Despite the disenchantment, Mandel would again publish some significant books: “Power and Money, A Marxist Theory of Bureaucracy” (Verso, London 1991), an analysis of the social origins of bureaucracy, and “Trotsky as alternative” (Verso, 1995), both of which recognised the legitimacy of Rosa Luxemburg’s criticisms of the Bolsheviks and the “substitutionist” drift of Trotsky in 1920-21. During his final years, Mandel replaced the classic dilemma “socialism or barbarism” by the apocalyptic one of “socialism or death”; capitalism was leading towards the destruction of humanity through nuclear war or ecological destruction. Unlike Stutje, I do not think this amounted to a “fanatical messianism” bur rather a lucid appreciation of the dangers.

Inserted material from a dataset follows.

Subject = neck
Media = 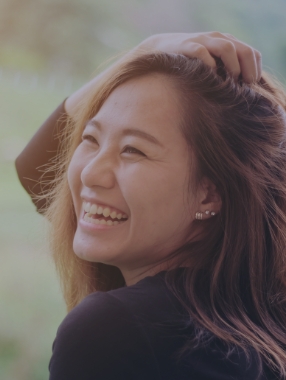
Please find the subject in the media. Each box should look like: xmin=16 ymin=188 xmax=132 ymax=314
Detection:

Stutje observes, correctly, that Mandel had a tendency to separate body and spirit, and led a very unhealthy lifestyle: too much food, no exercise. After a heart attack in 1993, he had to reduce his activities; he nonetheless agreed — against the advice of his friends — to participate in a debate in New York in November 1994 with a “Trotskyist” sect, the Spartacist League, which specialised in attacks on the Fourth International, and he published a lengthy response to their diatribes. Stutje cites a letter which I sent to Ernest at this time: “This obscure American sect will only remain in the memory of the workers’ movement because of your polemic". His last political appearance was at the 14th Congress of the Fourth International in June 1995. A little afterward, in July, he died of a new heart attack. His funeral ceremony, held in September in Père-Lachaise, attracted a great number of people from across the world.
In his conclusion, Stutje pays homage to the exceptional intellectual and literary qualities of Ernest Mandel, and his limitless confidence in human creativity and solidarity. He quotes my own comments on his “anthropological optimism”, his confidence in the ability of human beings to resist injustice. But the biography does not take into account, it seems to me, my following remark: the optimism of the will was not always compensated, in him, by the pessimism of the mind (See M. Löwy, “Ernest Mandel’s Revolutionary Humanism” in “The Legacy of Ernest Mandel”, edited by Gilbert Achcar, Verso, 1999).
In any case, we can conclude with the author of this fine work that Mandel will remain an example for future generations, through his obstinate rejection of fatalism and resignation.
* Jan Willem Stutje, “Ernest Mandel: A Rebel’s Dream Deferred”, London 2009, Verso, (translated by Christopher Beck and Peter Drucker), 392 pages.